150 Years of Racism

Andrew Brey

How did slavery begin?

Slavery started with European merchants kidnapping African Americans and trading them to the U.S. as part of the Triangular trade. The kidnapped Africans were put on slave ships, which were in horrible condition. The slaves were kept in the bottom of the ship in a very tight space. 15 to 30% of the slaves on the slave ships died due to unhygienic conditions, such as dehydration, dysentery, and scurvy. Slaves were needed because Americans founded plantations to exploit all of the resources that it had, which included sugar, tobacco, cotton, rum, and other profitable items. There were more slaves in the southern part of the country because the south had to trade there resources to get items that the north produced in factories. The invention of the cotton gin only made slavery worse, the United States produced about 750,000 bales of cotton in 1830. By 1850, that amount skyrocketed up to 2.85 million bales. With that being said, larger cotton farms meant a larger amount of slaves were needed.


Slaves in America were treated horribly, whipping, execution, and sexual abuse of women, including rape, were common. The slaves weren't allowed to learn how to read or write, because if they could read or write they could possibly rebel. Slaves worked continuously day after day for 16 to 18 hours, only getting about 6 hours of sleep. Slaves did not get much to eat, they got pork or fish, and corn meal. Slaves did not go to school, they worked all day everyday. Slaves who weren't already married were allowed to get married, and have kids if they chose to. If the slaves didn't obey their master he would do whatever he wanted to do to them, most likely whip them. Most slaves most likely wanted to escape because they were so miserable, but they knew if they got caught they would most likely get killed.


It took until 1865 for slavery to be illegal in the United States with the 13th Amendment to the U.S. constitution. President Abraham Lincoln and the Republican party were not against slavery, they just didn't want it to spread into any of the new states. Lincoln even said "if I could save the Union without freeing a slave, I would, and if I could save the Union by freeing every slave, I would." Obviously, during Lincoln's presidency, his main goal was to preserve the Union. Even after the Civil War and the end of slavery, African Americans were still not treated equal. They didn't even get the right to vote until 15th Amendment gave them the right to vote in 1870.

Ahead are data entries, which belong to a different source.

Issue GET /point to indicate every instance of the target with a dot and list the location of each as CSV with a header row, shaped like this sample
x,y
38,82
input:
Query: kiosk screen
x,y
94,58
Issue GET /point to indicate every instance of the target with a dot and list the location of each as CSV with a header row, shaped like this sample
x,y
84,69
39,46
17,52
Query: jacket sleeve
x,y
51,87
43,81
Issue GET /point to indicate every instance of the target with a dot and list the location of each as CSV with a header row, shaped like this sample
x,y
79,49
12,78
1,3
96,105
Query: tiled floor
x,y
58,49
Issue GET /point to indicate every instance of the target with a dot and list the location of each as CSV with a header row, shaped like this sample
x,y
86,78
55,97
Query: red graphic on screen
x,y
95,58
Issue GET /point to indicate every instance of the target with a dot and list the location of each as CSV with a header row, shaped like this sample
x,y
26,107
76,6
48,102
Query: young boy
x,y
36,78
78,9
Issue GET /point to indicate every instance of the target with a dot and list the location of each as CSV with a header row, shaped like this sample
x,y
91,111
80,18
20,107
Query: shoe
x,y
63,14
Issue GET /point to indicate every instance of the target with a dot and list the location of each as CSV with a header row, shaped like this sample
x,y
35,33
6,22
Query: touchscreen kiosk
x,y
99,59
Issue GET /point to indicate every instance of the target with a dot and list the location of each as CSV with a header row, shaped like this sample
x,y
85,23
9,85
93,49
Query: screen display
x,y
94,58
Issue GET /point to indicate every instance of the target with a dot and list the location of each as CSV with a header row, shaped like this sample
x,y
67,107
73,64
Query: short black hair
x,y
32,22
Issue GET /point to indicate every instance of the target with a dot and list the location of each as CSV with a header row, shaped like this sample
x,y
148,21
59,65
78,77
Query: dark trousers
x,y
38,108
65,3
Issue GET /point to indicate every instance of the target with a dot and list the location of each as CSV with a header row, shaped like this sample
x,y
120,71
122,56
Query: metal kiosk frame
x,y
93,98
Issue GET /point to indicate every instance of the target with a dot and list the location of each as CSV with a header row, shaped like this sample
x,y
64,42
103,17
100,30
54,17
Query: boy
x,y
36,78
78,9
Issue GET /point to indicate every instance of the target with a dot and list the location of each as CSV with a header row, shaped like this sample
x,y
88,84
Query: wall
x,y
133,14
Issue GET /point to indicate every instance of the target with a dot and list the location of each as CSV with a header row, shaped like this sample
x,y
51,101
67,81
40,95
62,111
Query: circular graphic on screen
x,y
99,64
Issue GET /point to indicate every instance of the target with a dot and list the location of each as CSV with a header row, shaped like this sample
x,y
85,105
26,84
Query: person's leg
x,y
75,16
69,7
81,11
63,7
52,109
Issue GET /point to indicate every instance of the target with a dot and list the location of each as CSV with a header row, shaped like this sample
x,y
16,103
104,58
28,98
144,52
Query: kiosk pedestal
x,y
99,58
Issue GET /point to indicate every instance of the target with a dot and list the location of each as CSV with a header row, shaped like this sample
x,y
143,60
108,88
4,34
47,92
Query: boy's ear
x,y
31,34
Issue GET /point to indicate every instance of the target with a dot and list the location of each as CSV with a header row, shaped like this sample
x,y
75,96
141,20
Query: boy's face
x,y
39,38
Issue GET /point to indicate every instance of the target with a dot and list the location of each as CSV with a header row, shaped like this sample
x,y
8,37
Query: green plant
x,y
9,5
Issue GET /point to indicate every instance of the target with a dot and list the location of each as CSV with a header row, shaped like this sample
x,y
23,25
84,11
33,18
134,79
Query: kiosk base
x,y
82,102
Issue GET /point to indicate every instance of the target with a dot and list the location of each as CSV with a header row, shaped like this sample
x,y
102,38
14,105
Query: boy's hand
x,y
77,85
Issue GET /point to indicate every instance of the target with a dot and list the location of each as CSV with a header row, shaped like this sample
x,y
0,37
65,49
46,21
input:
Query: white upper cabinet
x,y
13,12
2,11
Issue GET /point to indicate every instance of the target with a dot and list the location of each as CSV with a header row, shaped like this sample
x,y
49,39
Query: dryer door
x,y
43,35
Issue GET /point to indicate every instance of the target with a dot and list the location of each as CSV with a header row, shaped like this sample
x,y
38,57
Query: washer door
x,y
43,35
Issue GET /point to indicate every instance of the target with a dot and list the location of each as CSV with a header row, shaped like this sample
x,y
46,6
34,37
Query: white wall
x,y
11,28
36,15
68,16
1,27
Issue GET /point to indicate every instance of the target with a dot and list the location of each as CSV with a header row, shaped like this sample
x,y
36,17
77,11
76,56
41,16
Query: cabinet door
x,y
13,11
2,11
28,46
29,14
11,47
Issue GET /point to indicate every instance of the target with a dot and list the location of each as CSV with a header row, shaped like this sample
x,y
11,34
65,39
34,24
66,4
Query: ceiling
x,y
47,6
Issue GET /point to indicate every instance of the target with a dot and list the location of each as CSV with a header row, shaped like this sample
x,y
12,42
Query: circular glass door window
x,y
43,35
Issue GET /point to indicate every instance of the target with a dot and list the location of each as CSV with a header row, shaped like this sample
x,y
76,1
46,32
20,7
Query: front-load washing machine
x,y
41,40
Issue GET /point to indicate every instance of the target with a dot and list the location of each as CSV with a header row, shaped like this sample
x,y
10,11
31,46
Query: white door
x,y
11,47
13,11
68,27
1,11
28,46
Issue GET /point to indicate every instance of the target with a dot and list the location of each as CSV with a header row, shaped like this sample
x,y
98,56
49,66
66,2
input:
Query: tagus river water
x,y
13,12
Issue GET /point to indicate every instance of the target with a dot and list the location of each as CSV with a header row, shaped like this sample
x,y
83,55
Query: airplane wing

Improving Race Relations in America

There are still problems with racism in the United States today because of prejudice. If you hear that someone robbed a bank or killed someone, most people would think of an African-American; if you hear about a really rich guy who doesn't play sports, most people would think of a white person. If you hear about a superstar NBA basketball player, most people would think of LeBron James, James Harden, Kevin Durant, Russell Westbrook, Anthony Davis, etc. but no one would think of Kevin Love or Dirk Nowitzki, because there is some belief that African-Americans are better basketball players or just athletes in general. Even though its not necessarily racist, its still a prejudice against them.



Forgetting our country's history of supporting slavery is hard to do when there are still believers in it. Racial groups like the KKK, who don't think that African-Americans are equal to white people, and still believe that they shouldn't be allowed to have the same freedoms that white people have, are always trying to remind people how it used to be. And people who just think that African-Americans are just bad people (another prejudice) are also reasons why we can't seem to forget about slavery. Like when former Clippers owner Donald Sterling made a racist remark during an interview, it was all over Sports Center and all over the news. Even though they weren't supporting him, it still reminded everyone of what America used to be.


My plan to improve race relations in America is to make a documentary starring athletes from all over the country of different races. The documentary will be called "All In", the reason for this title is to let everyone know that athletes are 'All In' on getting rid of race relations. The documentary would be full of interviews with the athletes, talking about how hard they worked to get where they are today. They would also tell you about all the adversity that they had to overcome to succeed in their life. I know it doesn't seem like that would improve race relations, but it would show people all around the country that nothing was handed to them because of their race, it would that they all had to work hard and overcome adversity to get where they are. The point is there was no prejudice to get them where they are, that African Americans and all other races had to work just as hard to make it in their sport.